InterMune announces EAP for pirfenidone to treat Idiopathic Pulmonary Fibrosis in US

Pirfenidone, an orally active, anti-fibrotic agent, is an investigational therapy in the US and has not been approved by the US Food and Drug Administration (FDA).

It inhibits the synthesis of TGF-beta, a chemical mediator that controls many cell functions including proliferation and differentiation, and plays a major role in fibrosis.

The company said that expanded access programs provide a mechanism for early access to an investigational drug in the pre-approval period to treat patients with a serious or immediately life-threatening disease or condition that has no comparable or satisfactory alternative treatment options.

InterMune executive vice president of Research and Development Jonathan Leff said, "This EAP provides a mechanism for eligible patients to access pirfenidone as a treatment option, following the recent successful completion of our ASCEND Phase 3 trial and prior to FDA’s final decision on the approvability of pirfenidone in the United States."

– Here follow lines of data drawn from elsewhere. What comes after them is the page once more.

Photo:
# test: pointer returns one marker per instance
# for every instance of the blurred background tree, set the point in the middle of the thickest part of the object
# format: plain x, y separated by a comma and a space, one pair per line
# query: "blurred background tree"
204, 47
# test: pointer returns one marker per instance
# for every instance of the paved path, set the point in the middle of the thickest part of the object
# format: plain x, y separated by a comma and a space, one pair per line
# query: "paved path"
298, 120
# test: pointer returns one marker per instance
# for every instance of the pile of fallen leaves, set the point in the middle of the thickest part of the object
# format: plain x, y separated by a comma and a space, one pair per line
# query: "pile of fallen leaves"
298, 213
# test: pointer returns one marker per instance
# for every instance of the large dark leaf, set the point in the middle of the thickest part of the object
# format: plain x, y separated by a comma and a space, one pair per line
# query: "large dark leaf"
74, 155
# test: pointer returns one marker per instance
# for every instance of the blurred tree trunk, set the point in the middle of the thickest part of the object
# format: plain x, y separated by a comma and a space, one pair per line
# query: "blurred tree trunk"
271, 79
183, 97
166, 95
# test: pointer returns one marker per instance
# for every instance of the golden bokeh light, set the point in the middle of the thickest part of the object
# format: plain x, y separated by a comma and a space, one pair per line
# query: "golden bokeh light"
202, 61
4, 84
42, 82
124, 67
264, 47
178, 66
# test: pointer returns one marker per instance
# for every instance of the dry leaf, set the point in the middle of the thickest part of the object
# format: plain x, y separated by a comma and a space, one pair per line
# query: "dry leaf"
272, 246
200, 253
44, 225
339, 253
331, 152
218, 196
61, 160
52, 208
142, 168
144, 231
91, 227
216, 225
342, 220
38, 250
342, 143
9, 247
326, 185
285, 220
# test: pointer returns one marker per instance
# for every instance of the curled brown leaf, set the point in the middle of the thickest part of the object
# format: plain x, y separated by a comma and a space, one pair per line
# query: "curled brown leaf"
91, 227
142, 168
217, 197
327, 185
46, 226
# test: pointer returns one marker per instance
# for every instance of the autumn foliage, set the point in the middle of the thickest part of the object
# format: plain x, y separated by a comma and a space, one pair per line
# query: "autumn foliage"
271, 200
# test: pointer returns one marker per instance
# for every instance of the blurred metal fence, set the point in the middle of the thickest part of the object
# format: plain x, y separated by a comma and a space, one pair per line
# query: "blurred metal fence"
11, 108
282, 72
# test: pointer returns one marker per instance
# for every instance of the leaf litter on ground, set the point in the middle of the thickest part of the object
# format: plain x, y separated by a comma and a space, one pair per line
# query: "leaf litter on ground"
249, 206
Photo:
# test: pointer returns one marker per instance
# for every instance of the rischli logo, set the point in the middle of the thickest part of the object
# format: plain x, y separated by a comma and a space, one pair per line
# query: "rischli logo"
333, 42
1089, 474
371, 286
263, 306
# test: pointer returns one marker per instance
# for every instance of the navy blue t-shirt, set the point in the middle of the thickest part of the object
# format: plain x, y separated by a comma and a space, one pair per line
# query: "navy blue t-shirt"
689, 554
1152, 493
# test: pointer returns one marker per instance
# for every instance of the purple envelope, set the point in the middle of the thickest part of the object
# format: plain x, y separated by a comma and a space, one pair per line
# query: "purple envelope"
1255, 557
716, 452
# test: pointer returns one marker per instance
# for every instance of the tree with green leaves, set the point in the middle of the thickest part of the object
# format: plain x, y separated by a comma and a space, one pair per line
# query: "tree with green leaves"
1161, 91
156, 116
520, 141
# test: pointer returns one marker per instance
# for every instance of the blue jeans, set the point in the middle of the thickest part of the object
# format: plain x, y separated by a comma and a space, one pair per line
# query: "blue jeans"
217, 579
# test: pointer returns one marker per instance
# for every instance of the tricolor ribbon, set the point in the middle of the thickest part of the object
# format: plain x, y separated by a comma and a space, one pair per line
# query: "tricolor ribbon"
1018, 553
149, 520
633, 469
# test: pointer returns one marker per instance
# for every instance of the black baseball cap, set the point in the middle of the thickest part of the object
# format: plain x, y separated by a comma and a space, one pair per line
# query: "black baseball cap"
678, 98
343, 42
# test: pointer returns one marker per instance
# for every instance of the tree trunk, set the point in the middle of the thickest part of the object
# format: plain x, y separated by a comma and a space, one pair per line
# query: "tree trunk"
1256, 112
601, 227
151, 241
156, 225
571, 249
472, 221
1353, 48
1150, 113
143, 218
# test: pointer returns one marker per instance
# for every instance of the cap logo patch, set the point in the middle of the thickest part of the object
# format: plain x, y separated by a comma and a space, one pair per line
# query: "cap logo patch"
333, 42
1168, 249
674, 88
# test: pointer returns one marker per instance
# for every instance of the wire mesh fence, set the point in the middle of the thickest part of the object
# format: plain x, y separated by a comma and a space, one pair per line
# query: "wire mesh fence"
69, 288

In order to get enrolled in the EAP, a patient must meet specific clinical criteria of having a clinical and radiographic diagnosis of IPF with the presence of a usual interstitial pneumonia (UIP) pattern on high-resolution computed tomography (HRCT).

Currently, there are a limited number of sites accepting patients for enrollment to the pirfenidone EAP and the company expects that all sites will be participating by September of 2014.

The company is working with the Pulmonary Fibrosis Foundation (PFF), the Coalition for Pulmonary Fibrosis (CPF) and other advocacy groups to allow patients with IPF to obtain information about the pirfenidone EAP.